USQ gets funding boost for high-tech building research

© University of Southern Queensland’s (USQ).© University of Southern Queensland’s (USQ).

The University of Southern Queensland’s (USQ) research into cutting-edge materials has received a funding boost to help shape the future of the state. Innovation Minister Kate Jones has announced the Advance Queensland Industry Research Fellowships, including $300,000 for USQ Civil Engineering Professor Allan Manalo and $180,000 to nanotechnology researcher Dr Leila Javazmi.

The funding program supports Queensland’s best and brightest research minds to conduct pioneering research side-by-side with industry. Professor Manalo’s fellowship will support his work to extend the life of marine infrastructure along the coast, developing stronger, more durable jetties and boat ramps.

He is developing a non-corrosive alternative to steel-reinforced concrete, building on earlier research into using glass fiber composite to reinforce concrete beams and planks. Structures reinforced with composite polymer bars can outperform galvanised steel in marine environments, and it takes less labour to manufacture,” Dr Manalo said.
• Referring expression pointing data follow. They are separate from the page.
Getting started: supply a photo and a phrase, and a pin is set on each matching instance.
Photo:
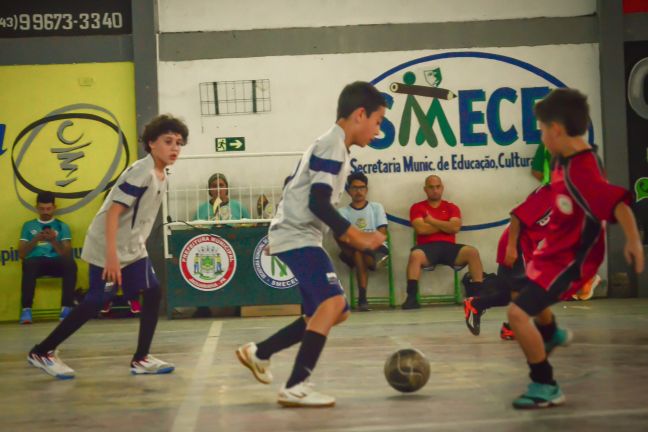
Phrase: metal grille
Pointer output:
(234, 97)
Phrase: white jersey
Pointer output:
(138, 189)
(368, 219)
(326, 162)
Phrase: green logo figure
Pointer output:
(641, 189)
(435, 113)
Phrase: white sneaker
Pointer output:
(260, 368)
(151, 365)
(302, 395)
(51, 364)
Dr Manalo has teamed up with the Queensland Department of Transport and Main Roads which will use the new technology in boating infrastructure projects; Inconmat Australia which will manufacture and supply the new material; and Gympie-based installer of boating infrastructure SkillCentred Queensland.
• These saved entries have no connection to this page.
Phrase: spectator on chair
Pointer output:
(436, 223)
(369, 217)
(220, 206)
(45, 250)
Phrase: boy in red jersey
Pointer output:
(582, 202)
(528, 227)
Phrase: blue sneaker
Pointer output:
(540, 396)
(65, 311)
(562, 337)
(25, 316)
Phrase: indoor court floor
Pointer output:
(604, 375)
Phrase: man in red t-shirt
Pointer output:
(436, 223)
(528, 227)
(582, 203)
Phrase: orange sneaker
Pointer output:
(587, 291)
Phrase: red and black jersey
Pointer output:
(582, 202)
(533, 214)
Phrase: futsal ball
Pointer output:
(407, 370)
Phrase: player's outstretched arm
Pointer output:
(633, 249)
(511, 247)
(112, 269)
Researcher Dr Leila Javazmi’s work on nanofibers (strings with a diameter of 100 nanometres or less) has the potential to revolutionise manufacturing in Queensland.

Given their tiny size and desirable properties, nanofibers are used in tissue engineering, drug delivery systems, and products such as protective clothing and energy storage.

Dr Javazmi will use graphene nanofibers to create low-cost and high-efficient sensors for the multi-billion-dollar composites manufacturing industry. “The smart sensors will monitor the structural health, including detecting defects, of materials during the production process as well as their service life,” Dr Javazmi said.

“The sensors will initially be applied in civil infrastructure projects using advanced composite materials, such as roads and bridges.”

Dr Javazmi will work with industry organisations Wagners CFT and Graphene Manufacturing Group to further her ground-breaking work.